— Моя Елизавета. Я все равно хотел вас познакомить…
Смотритель обозлился.
— Может, сначала — дело, а потом — всякие знакомства? Я не знаю иной последовательности и не умею останавливать ся на полпути. А ты сейчас даже не на полпути, а в самом его начале. Пьеса даже не началась толком, не разбежалась, а ты… И с чего ты взял, что я хочу знакомиться с какой-то девицей?
Ну не случалось подобного в практике Смотрителя! Никогда! Не могла менто-коррекция дать сбой… А она, оказывается, и не давала.

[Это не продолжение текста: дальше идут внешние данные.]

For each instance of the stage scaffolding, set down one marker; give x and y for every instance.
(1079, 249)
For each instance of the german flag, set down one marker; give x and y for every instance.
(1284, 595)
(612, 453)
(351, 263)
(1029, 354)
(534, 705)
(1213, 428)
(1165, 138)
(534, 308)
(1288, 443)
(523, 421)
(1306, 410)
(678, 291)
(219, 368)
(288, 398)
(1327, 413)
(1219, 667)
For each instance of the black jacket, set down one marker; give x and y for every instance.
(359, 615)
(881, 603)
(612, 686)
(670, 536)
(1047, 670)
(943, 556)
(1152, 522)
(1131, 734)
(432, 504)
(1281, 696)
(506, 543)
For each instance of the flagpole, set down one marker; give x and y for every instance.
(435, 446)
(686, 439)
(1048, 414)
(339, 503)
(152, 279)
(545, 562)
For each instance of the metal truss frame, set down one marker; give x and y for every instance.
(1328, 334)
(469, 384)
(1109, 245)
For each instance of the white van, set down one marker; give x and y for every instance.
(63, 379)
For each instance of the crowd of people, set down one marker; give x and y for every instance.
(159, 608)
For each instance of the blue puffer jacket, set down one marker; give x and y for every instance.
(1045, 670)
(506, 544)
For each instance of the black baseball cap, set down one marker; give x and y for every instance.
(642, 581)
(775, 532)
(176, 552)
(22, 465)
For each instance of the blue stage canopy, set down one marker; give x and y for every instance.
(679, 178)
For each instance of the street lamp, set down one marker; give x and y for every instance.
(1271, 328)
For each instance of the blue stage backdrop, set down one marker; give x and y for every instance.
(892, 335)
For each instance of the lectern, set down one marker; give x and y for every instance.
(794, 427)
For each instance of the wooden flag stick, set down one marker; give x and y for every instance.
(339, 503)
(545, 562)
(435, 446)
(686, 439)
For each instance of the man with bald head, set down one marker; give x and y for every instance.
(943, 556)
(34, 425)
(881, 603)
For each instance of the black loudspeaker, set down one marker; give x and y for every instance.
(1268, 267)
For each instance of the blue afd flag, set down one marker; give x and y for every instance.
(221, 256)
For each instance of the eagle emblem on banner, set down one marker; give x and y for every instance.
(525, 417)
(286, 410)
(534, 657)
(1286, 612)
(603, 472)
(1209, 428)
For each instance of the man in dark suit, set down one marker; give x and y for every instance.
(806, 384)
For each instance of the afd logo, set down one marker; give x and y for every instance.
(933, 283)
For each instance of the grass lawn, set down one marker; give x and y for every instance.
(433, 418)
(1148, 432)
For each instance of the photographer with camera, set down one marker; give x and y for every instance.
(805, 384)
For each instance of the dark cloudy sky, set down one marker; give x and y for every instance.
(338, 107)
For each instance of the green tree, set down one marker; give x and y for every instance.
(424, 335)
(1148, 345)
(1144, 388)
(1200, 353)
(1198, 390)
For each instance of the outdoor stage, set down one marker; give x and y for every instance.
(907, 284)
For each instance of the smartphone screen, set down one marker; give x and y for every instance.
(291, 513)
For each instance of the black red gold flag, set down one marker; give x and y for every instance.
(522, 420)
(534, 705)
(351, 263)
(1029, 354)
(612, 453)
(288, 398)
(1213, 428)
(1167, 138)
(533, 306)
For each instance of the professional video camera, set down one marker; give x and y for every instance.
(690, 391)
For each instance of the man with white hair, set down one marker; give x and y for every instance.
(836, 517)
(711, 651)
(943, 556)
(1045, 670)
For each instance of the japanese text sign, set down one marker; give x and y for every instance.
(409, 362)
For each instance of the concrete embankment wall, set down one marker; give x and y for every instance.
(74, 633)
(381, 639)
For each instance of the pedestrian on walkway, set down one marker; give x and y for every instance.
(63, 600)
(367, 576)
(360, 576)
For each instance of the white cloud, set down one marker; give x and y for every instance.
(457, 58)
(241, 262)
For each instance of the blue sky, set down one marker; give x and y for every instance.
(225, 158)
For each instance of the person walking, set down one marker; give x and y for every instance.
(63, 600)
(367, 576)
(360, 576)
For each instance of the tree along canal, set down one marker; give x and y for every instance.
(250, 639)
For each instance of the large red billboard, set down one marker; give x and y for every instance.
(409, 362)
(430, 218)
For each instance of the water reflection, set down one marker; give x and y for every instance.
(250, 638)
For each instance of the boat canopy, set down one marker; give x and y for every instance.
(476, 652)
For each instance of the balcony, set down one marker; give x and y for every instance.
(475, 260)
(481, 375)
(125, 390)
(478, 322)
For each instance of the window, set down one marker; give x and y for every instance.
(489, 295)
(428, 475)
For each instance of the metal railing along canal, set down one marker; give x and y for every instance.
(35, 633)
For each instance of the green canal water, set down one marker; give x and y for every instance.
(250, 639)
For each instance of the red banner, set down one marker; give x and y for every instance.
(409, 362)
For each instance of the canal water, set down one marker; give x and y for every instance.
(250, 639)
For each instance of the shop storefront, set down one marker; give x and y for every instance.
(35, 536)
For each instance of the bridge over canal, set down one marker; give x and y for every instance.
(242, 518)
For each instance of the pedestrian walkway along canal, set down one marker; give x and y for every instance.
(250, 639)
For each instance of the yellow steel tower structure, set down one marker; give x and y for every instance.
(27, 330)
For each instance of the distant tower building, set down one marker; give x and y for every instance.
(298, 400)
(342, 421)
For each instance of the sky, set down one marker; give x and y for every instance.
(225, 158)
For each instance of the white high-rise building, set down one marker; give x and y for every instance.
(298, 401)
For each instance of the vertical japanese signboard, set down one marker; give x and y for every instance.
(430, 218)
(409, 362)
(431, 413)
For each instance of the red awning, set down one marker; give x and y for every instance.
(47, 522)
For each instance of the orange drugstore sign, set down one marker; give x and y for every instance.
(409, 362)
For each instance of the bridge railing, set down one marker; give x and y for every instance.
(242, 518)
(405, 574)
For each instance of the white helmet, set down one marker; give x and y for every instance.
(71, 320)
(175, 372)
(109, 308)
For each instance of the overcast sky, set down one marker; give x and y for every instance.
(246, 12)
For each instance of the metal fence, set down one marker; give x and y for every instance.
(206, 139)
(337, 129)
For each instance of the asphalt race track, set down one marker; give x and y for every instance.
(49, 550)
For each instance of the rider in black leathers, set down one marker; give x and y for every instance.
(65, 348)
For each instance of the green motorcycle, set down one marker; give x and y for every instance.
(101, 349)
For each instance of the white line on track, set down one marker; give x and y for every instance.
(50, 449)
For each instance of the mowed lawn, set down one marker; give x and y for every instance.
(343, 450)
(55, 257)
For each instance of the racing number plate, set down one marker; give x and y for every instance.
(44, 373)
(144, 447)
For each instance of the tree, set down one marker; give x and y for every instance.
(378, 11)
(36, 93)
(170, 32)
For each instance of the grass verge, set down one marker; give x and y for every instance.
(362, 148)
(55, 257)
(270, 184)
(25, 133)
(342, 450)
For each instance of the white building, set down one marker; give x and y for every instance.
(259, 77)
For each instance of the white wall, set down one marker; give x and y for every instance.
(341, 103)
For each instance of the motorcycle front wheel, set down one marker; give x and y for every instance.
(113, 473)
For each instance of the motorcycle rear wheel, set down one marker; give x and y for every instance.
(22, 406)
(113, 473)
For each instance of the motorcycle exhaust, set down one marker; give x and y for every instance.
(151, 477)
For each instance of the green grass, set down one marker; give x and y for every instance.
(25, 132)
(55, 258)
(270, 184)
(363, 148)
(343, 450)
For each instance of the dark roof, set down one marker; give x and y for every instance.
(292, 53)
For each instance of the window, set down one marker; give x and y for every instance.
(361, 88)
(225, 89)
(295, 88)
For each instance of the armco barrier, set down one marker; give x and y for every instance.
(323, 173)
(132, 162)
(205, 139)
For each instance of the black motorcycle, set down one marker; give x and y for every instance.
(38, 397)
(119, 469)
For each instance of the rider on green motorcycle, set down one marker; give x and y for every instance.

— Ты не понял меня, не обижайся. — Уилл был сама покорность и само послушание. — Она просто сядет здесь, я стану говорить текст вслух, и если я сфальшивлю в какой-нибудь реакции Катарины, то Елизавета скажет.
— Зачем нам Елизавета? — упрямо сопротивлялся Смотритель. — Я сам скажу, если сфальшивишь.
— Ты мужчина.
— Ты это уже сообщал. Запомни, Уилл: в драматургии лучшие женщины — мужчины. Кстати, почему на театре женщин всегда играют мужчины?
— Это глупое правило. Его давно надо поменять. А что до Елизаветы, так она и есть Катарина.
— То есть? — не сразу врубился Смотритель.
— То и есть, — ответил Уилл. — Когда ты сказал про строптивую, я сразу об Елизавете и подумал… Ну, чего ты противишься? Мы ж ничем не рискуем? Я пишу, я хочу писать, я хочу закончить эту пьесу, и если ты не обманул, будет и вторая, и третья… Но я хочу, чтоб она была не только веселой, интересной, увлекательной, но и — точной. Во всем. И в первую очередь в характерах… Может, я не прав, но драматург должен писать живых людей, а не придуманных из головы.
Может, со Смотрителем говорил Потрясающий Копьем?
— Ладно, — сказал Смотритель, — зови сюда свою Елизавету. Посмотрим, какая она умная и хорошая…
6
Елизавета оказалась девушкой непростой. На первый взгляд. Хотя Смотритель с большим пиететом относился к своему первому взгляду: тот его редко обманывал.
Невысокая (даже для этого века отнюдь не гигантских людей), стройная, смуглая (видимо, от природы, да и нынешнее и английское солнышко вполне могло личико подкоптить), темные, почти черные (ну не может быть таких в природе!) глаза и светлые (а такого несочетаемого сочетания уж точно в природе быть не может!) волосы. Маленькие узкие кисти рук с аккуратными, красивой формы ногтями. Замечательные (опять же для этого века) зубы: белые, ровные, может, разве чуть крупноватые для нее. Платье с мягким лифом, юбка, падающая свободными складками — никакого корсета, столь любимого уже знатными дамами. На голове чепчик, не скрывающий, однако, волос.
Горожанка? Несомненно. Дочь купца? Да. И, судя по платью, весьма состоятельного. Но дочь ли?.. Уж чья-то — несомненно, а вот насчет купца…
— Это Елизавета, — представил гостью Уилл. — Она — воспитанница мэтра Колтрейна, известного ученого и естествоиспытателя. А это Франсуа Легар, граф Монферье. Из Франции.
He дочь купца. И уж явно не жена его. И скорее всего ничья не жена. Воспитанница ученого. А кто отец?..
— Здравствуйте, ваша светлость, — сказала Елизавета. Голос у нес был чистым и звонким, как у ребенка. — Я много слышала о вас от Уилла. Спасибо вам за то, что вы принимаете такое большое участие в его судьбе.